Among the major cultural differences between life in downtown Chicago and a prairie town of 1,500 people (population, ethnic food, lack of diversity, etc.) lie a few more insignificant quirks. Everybody knows each other. The same woman has been working at the grocery store since I was a child, my best friends’ parents run many of the businesses in town, people I don’t even recognize call me by name when I see them at the library. And because of this connectedness, one cannot simply mail a package or buy the newspaper or stop in to the butcher for a round tip steak without answering a line of questioning that always began with:

“How is your Dad doing?”

What began as a gentle and compassionate question over time became draining. As my dad’s condition worsened, especially in the last year, I began dreading this question, always bracing myself for the inevitable. I started to wish that these sweet, well-meaning people would stop inquiring about our precious and fragile life five miles outside of town. I didn’t want to talk to anyone, I didn’t want to see my grade school teacher at the bank or chat with someone at the grocery store about my dad being on hospice.

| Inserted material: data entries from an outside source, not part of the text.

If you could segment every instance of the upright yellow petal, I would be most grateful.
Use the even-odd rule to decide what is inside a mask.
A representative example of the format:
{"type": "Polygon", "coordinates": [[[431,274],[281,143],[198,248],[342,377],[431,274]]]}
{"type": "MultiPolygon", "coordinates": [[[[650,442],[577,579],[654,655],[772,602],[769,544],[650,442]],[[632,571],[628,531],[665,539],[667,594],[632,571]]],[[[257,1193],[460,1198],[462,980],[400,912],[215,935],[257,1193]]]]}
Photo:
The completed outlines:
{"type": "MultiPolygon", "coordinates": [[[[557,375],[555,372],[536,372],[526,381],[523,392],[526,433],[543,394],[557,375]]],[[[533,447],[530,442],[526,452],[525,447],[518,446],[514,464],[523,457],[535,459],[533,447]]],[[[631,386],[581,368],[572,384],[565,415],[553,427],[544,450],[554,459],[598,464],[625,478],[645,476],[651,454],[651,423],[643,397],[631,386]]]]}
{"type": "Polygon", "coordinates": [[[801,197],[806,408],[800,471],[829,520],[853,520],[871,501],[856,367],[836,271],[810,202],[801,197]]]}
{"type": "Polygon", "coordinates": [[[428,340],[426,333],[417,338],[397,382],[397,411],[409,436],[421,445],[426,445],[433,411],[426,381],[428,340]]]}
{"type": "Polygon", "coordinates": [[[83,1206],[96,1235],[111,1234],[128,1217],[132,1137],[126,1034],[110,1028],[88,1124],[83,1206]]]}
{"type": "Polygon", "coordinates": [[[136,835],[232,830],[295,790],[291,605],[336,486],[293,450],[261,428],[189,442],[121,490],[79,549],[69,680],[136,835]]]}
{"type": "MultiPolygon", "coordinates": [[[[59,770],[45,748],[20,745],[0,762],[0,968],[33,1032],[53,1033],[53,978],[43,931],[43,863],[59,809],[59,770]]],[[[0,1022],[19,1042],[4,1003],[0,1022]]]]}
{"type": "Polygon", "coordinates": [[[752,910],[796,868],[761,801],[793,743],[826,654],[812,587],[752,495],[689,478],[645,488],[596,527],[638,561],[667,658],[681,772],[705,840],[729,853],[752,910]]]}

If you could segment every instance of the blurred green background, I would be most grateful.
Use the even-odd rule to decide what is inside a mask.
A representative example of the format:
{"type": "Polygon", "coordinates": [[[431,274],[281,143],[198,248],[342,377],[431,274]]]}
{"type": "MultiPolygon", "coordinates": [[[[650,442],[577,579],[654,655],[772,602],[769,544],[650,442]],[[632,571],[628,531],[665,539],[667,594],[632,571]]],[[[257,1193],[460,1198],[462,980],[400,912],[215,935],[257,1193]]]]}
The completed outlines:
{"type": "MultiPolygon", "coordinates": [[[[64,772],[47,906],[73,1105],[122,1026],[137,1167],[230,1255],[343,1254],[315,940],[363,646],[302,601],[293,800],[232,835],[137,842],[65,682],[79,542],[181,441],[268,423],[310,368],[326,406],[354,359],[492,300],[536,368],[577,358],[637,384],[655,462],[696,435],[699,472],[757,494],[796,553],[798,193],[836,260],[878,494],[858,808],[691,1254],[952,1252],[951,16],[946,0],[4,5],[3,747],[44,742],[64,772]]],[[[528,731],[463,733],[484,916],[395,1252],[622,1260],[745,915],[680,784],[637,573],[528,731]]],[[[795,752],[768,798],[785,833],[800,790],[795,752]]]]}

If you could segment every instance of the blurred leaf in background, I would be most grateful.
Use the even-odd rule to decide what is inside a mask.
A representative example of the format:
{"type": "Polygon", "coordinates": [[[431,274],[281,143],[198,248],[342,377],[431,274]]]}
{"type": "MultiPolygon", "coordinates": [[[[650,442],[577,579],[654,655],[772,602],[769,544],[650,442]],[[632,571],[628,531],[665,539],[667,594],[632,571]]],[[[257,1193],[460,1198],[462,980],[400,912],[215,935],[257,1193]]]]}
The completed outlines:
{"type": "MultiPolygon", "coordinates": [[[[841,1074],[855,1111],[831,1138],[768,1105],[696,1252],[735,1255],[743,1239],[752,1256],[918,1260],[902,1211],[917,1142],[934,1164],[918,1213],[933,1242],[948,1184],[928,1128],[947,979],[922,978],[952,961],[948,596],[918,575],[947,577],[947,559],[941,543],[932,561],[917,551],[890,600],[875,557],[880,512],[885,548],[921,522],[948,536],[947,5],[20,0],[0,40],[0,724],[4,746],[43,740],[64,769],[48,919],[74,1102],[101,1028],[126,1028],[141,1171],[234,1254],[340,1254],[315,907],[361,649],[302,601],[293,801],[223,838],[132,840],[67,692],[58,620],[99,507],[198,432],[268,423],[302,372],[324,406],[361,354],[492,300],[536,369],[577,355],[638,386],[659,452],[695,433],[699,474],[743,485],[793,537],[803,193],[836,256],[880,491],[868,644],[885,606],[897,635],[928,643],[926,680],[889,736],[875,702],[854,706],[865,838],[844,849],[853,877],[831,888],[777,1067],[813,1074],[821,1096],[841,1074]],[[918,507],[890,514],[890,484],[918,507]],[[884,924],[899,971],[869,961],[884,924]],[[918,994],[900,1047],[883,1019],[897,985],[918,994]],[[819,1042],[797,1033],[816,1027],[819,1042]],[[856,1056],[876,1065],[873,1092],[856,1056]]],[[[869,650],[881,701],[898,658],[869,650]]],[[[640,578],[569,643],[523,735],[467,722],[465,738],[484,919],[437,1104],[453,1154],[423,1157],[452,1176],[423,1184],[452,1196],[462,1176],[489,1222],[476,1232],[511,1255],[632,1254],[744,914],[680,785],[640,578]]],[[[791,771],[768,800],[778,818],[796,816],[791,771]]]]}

I began channeling the poem The Art of Disappearing by Naomi Shihab Nye, especially when at the grocery store.

When someone recognizes you in a grocery store
nod briefly and become a cabbage.
When someone you haven’t seen in ten years
appears at the door,
don’t start singing him all your new songs.
You will never catch up.

Walk around feeling like a leaf.
Know you could tumble any second.
Then decide what to do with your time.

And now that he’s gone, the questions continue. “How are you doing? How is your mom? Will you stick around town for a while?”

As I practice my cabbage transfiguration, I will be true to myself. As I think about what it feels like to be a leaf, I will begin to be free. And as I continue in this life, I will think about the ways I am present and compassionate with the people I encounter on our shared journey of grief.